The road to a serious drinking problem and the need to go to alcohol rehab can start in the most innocuous ways. Many Americans begin drinking heavily for the first time during college, where parties and other social events can encourage and even require the activity. In response to a recent spike in binge drinking on its state’s college campuses, the Washington Post reported that the Maryland Senate overwhelmingly passed a ban on the sale of grain alcohol within the state. The infamously potent drink sometimes known as Everclear or moonshine is so cheap and powerful that it is often used on college campus as an effective way to get extremely intoxicated with minimal effort. For that reason, lawmakers are hoping to decrease the instances of dangerous drinking on college campuses.

Burden of proof

If passed by the state’s House and signed into law by Governor Martin O’Malley, the bill would ban the sale of any alcoholic product at or over 190 proof. Any retailer caught selling the spirit would be punished with a misdemeanor and a fine of up to $1,000.

“Because it takes such a small amount, and it’s so cheap, it’s seen as one of the big contributors to alcohol poisoning,” Sen. Richard Madaleno Jr., the primary sponsor of the bill, told the Washington Post. “That’s why the universities have said, ‘Please get this off the market.'”

One of the complicating factors for grain alcohol on college campuses is that in many cases, it is not clear to students that they are even consuming such a potent drink, as it is usually used as an ingredient in other drinks.

“Most of the time students don’t even know they’re consuming it,” Frostburg State University president Jonathan Gibralter told the Baltimore Sun. “It really should not be for human consumption.”

Not just a stiff drink

While the bill would not penalize anyone found in possession of grain alcohol, lawmakers still hope that it will decrease the occurrences of the drink being used on college campuses. Because it has no taste or smell of its own, it is a favorite of binge drinking students looking not to enjoy the taste of an alcoholic beverage, but to get uncontrollably drunk. Grain alcohol is usually mixed with a variety of other flavored drinks and served at parties as a cheap way to intoxicate many people.
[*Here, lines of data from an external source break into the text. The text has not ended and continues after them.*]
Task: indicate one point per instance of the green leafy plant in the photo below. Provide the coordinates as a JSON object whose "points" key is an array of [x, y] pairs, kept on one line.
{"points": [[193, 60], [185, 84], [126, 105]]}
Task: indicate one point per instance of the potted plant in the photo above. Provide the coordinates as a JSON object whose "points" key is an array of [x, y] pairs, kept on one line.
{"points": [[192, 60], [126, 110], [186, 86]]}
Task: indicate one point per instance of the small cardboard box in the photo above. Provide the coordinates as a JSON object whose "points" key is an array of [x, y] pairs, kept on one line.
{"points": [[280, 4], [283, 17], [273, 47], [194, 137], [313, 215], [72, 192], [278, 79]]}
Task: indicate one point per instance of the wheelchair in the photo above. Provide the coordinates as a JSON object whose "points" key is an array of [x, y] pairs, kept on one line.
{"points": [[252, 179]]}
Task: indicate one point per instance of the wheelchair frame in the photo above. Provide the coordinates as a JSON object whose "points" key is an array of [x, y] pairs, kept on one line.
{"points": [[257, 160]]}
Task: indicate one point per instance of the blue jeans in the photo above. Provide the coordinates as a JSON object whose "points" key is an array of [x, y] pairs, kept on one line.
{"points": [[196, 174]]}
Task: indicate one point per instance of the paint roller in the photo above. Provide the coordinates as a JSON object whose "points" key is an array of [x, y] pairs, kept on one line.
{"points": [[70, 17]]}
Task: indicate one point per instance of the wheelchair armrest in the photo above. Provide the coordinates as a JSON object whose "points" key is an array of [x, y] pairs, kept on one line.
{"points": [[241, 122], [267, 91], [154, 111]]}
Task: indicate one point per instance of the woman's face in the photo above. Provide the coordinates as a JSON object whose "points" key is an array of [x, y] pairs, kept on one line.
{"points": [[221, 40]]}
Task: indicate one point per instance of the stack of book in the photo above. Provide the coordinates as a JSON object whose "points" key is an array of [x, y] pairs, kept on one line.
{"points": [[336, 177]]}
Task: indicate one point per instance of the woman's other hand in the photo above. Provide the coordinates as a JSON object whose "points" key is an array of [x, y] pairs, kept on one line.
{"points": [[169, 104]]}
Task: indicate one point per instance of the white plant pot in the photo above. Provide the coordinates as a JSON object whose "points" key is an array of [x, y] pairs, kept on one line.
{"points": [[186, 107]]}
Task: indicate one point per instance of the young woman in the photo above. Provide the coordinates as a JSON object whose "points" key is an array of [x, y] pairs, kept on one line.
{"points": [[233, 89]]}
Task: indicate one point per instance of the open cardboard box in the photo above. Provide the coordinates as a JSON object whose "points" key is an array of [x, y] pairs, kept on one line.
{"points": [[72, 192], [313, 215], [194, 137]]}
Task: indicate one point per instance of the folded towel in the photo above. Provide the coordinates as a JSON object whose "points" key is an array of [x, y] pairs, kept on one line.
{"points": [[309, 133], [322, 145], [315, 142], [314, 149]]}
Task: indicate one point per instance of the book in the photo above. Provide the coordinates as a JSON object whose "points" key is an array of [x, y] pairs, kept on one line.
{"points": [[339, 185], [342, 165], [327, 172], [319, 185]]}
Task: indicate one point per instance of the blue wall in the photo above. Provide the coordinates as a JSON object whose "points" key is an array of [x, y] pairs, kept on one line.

According to statistics from the National Institute on Alcohol Abuse and Alcoholism, binge drinking on college campuses is a widespread problem. Excessive alcohol consumption contributes to the deaths of 1,825 college students between the ages of 18 and 24 each year. Over a half a million young adults sustain inadvertent injuries as a result of binge drinking. It also factors in to hundreds of thousands of cases of assault and sexual abuse on campuses across the country.
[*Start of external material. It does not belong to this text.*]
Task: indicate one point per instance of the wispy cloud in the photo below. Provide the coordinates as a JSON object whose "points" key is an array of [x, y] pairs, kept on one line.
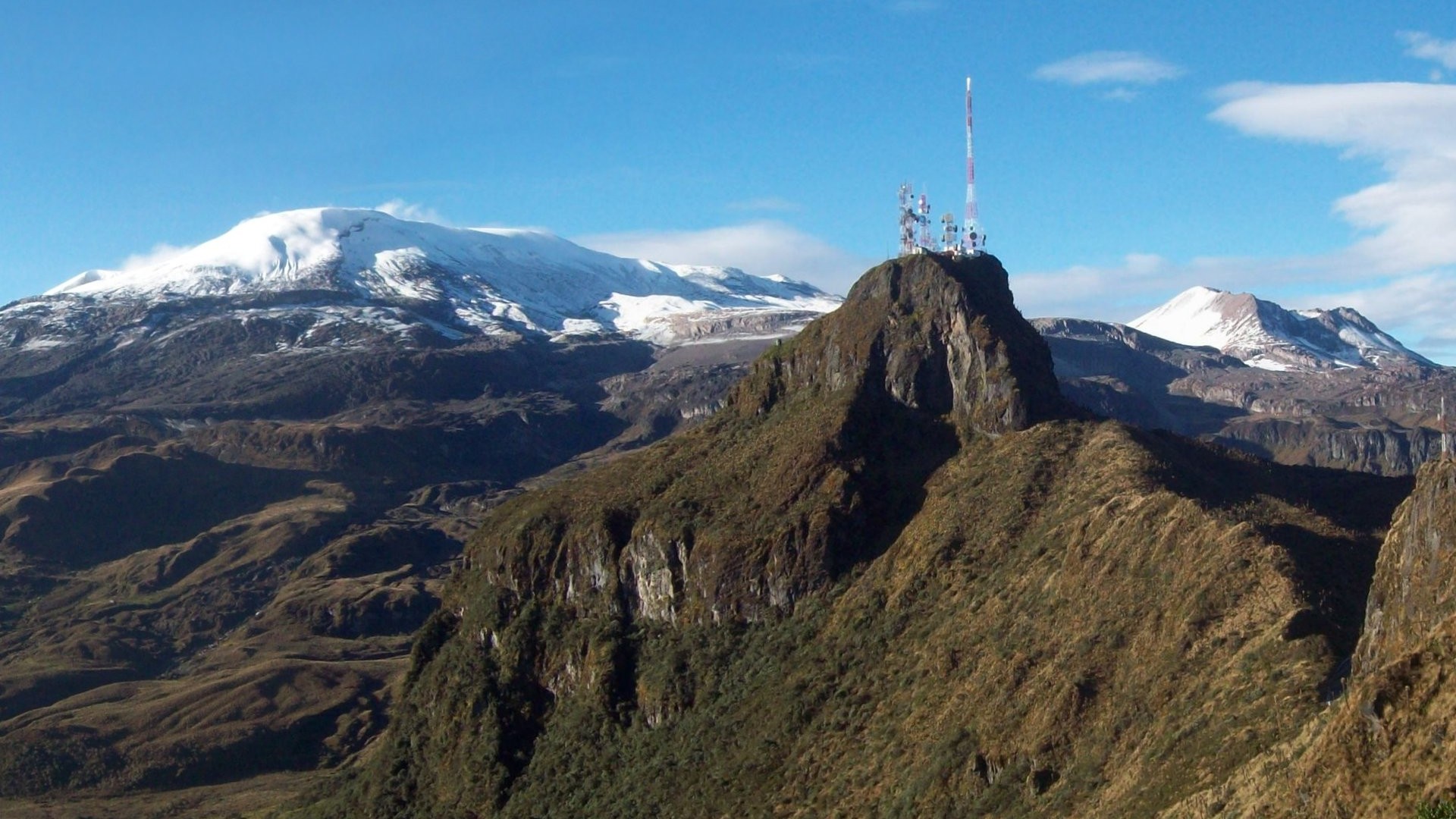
{"points": [[1122, 93], [762, 248], [1401, 265], [159, 254], [1410, 129], [1426, 47], [764, 205], [1107, 67], [411, 212]]}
Drinking at college has become a ritual that students often see as an integral part of their higher­education experience,” the NIAAA explained in a report on college drinking. “Many students come to college with established drinking habits, and the college environment can exacerbate the problem. Research shows that more than 80 percent of college students drink alcohol, and almost half report binge drinking in the past two weeks.”

The Baltimore Sun reported that a similar ban on grain alcohol has been up for a vote in the Maryland State Senate twice before, but it failed to garner enough votes each time. With the sobering statistics about the harmful effects of repeated heavy drinking – especially on developing minds and bodies – growing every day, college administrators hope that this will be the time that their campuses take the first step towards safer drinking.